Je ne projetais absolument pas de devenir Directrice Générale d’une compagnie aérienne. J’ai plutôt un profil d’économiste. J’ai commencé ma carrière à 26 ans, en intégrant le cabinet d’audit Ernst & Young. Par la suite, j’ai été travailler à la Banque des Etats d’Afrique Centrale, au Programme des Nations Unies pour le Développement.. avant d’intégrer le cabinet du ministère des finances congolais. J’ai participé à la création de la compagnie aérienne nationale et lorsqu’il a fallu sélectionner une personne pour la diriger, j’ai été choisie.
Puisque vous avez participé à la création de la société, quels en étaient les principaux objectifs ? Surtout à la lumière des difficultés qu’ont connues les précédentes compagnies aériennes congolaises…
La création d’ECair rentre dans le cadre d’un projet plus global, qui est celui de faire de Brazzaville, un hub régional en Afrique Centrale. Nous souhaitons développer les liaisons dans la zone CEMAC et en Afrique de l’Ouest, en priorité. Comme vous l’avez évoqué dans votre question, les compagnies aériennes congolaises souffrent d’un déficit de confiance.. Raison pour laquelle nous souhaitons vraiment nous focaliser sur la qualité de service, notamment en s’alignant sur les standards de qualité internationaux. Par exemple, nous nous sommes associés à des références dans le domaine aérien comme Lufthansa ou Privatair.

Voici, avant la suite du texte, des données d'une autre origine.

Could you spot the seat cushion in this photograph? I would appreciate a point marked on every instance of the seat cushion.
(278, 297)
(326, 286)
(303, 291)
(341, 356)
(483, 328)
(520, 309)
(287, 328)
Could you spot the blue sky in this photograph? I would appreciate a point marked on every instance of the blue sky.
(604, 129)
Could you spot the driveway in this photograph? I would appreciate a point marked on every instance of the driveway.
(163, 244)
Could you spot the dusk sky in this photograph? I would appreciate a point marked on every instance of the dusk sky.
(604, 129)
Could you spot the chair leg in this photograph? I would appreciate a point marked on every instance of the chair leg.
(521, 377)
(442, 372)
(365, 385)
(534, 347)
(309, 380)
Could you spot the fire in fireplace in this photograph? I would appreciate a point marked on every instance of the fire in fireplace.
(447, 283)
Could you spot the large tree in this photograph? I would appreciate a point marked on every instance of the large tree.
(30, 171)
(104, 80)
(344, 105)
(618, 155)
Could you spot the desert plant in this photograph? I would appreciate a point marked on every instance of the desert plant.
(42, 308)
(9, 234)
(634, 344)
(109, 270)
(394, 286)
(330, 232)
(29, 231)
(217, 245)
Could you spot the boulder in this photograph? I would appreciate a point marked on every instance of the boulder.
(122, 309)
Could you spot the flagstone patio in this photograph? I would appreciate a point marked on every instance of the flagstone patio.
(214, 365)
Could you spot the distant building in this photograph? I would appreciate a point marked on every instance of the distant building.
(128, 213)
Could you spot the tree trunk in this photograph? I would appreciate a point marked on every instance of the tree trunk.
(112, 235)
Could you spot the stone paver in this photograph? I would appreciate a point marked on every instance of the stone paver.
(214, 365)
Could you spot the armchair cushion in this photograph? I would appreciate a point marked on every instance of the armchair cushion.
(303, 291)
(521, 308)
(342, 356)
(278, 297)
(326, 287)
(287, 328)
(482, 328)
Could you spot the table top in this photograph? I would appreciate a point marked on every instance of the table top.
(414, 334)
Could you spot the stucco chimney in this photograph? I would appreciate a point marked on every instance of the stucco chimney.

Parlant de standards de qualité internationaux et de critères justement, avez-vous délibérément imposé une stricte application de la parité lors de vos recrutements ?
En termes de critères, nous avons fait le choix de mettre en avant la jeunesse du Congo. Nous embauchons sur la base des diplômes, du potentiel, de la détermination des candidats. Mon approche est la suivante : il est mieux de parier sur des jeunes qui n’ont pas un parcours professionnel très fourni. Cela nous permet de les faire grandir au sein de la société, leur inculquer nos valeurs. En matière de parité, nous ne faisons pas de discrimination positive. Cependant, notre personnel navigant est souvent constitué de femmes, pour des raisons évidentes. Nous essayons tout de même de ne pas cantonner le personnel féminin à des postes d’hôtesses. On les encourage à devenir pilotes et à faire des métiers techniques que l’on croit exclusivement réservés aux hommes.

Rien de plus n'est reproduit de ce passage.